Bench-to-bedside drug design could lead to new Alzheimer’s Disease treatments
Published: 24 November 2021
An international team of scientists and pharmaceutical collaborators have made a breakthrough ‘bench to bedside’ discovery, ten years in the making, which they hope will advance the future treatment of Alzheimer’s Disease in patients
An international team of scientists and pharmaceutical collaborators have made a breakthrough ‘bench to bedside’ discovery, ten years in the making, which they hope will advance the future treatment of Alzheimer’s Disease in patients.
The research – conducted at the University of Glasgow and the biotechnology company Sosei-Heptares Ltd – and published in Cell describes, for the first time, the process of designing a new molecule to selectively target a specific receptor protein in the brain and demonstrating, through laboratory preclinical and human clinical studies, the potential of this approach to create superior new drugs to improve cognitive function in Alzheimer’s Disease patients.
There are currently no drugs that can stop or slow the progression of Alzheimer’s Disease. However, there are drugs that work to recover memory loss and improve cognitive function in early dementia, but these drugs are often not very effective, and are associated with side effects that may limit their effectiveness in clinical practice.
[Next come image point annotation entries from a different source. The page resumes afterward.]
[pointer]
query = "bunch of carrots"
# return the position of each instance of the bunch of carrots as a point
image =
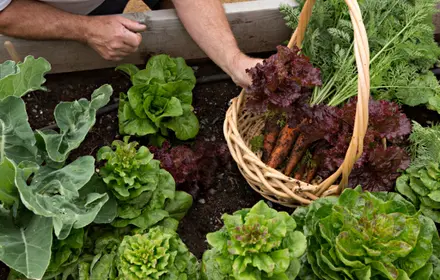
(287, 142)
(305, 141)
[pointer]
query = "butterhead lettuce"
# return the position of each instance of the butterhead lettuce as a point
(254, 244)
(363, 235)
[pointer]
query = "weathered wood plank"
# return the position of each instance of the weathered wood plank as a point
(257, 25)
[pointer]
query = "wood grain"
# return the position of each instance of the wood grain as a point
(257, 25)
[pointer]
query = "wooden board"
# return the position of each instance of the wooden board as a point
(257, 25)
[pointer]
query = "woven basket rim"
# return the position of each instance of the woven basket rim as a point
(271, 183)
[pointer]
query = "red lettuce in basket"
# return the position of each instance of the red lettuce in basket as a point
(379, 165)
(281, 80)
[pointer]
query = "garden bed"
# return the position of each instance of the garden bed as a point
(139, 192)
(227, 192)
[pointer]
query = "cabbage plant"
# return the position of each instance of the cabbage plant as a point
(157, 255)
(254, 244)
(363, 235)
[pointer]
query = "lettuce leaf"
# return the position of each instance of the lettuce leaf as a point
(256, 243)
(159, 100)
(420, 183)
(158, 254)
(146, 193)
(363, 235)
The study was focused on new molecules, designed by Sosei Heptares, that selectively target a protein called the M1 muscarinic acetylcholine receptor (or M1 receptor, a G protein-coupled receptor or GPCR) in the brain, which is known to play a central role in memory and cognition. Subsequent translational medicine studies tested the hypothesis that such molecules will retain cognitive benefits and lack dose-limiting side effects.
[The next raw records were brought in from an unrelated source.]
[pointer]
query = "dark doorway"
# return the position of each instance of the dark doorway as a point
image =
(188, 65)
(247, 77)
Working closely together, the research team demonstrated that an exquisitely selective modulator could be successfully designed using detailed knowledge of the M1 receptor’s 3D structure, despite its very close similarity to other types of muscarinic receptor. This approach is known as structure-based drug design or SBDD.
Subsequent pre-clinical studies confirmed the designed molecule retained optimal properties for improving memory while minimising side effects associated with previous attempts to target the M1 receptor.
Finally, clinical studies demonstrated that the M1-selective clinical candidate HTL9936, at meaningful doses in healthy volunteers, showed greatly reduced side effects relative to many non-selective predecessors from programmes spanning a generation of traditional drug discovery approaches.
These ground-breaking results substantiate the hypothesis and the power of novel approaches using 3D structures of receptors developed by the team can be applied to the M1 receptor to create a potential new medicine for Alzheimer’s Disease patients, and also have broader implications highlighting a new approach to address other GPCRs linked to a wide range of diseases.
The approach described in the Cell paper has since been used to design other new molecules with superior properties for treating the symptoms of Alzheimer’s Disease and other dementias, and advance these in preclinical development.
Prof. Andrew Tobin, Professor of Molecular Pharmacology and Director of the newly built Advanced Research Centre at the University of Glasgow, said: “This is a true bench-to-bedside discovery, many years in the making, and we are thrilled that this hugely important and global collaboration with our partners at Sosei Heptares and others has resulted in a highly sophisticated drug design approach that offers huge potential to improve the treatment of Alzheimer’s Disease, by activating memory and cognitive centres within the brain.
“We are extremely encouraged by our findings so far and are very hopeful that this could lead to new treatment options for patients with this devastating disease.”
Dr Miles Congreve, Chief Scientific Officer at Sosei Heptares, added: “We are delighted that this pioneering drug design work in collaboration with Prof. Tobin and others has been published in such a highly acclaimed journal. The precision SBDD technology that we have developed is core to our approach at Sosei Heptares and has been extremely effective for designing new and superior drug molecules that we are progressing through preclinical and clinical development as potential new treatments for a wide range of neurological, immunological and gastrointestinal diseases.”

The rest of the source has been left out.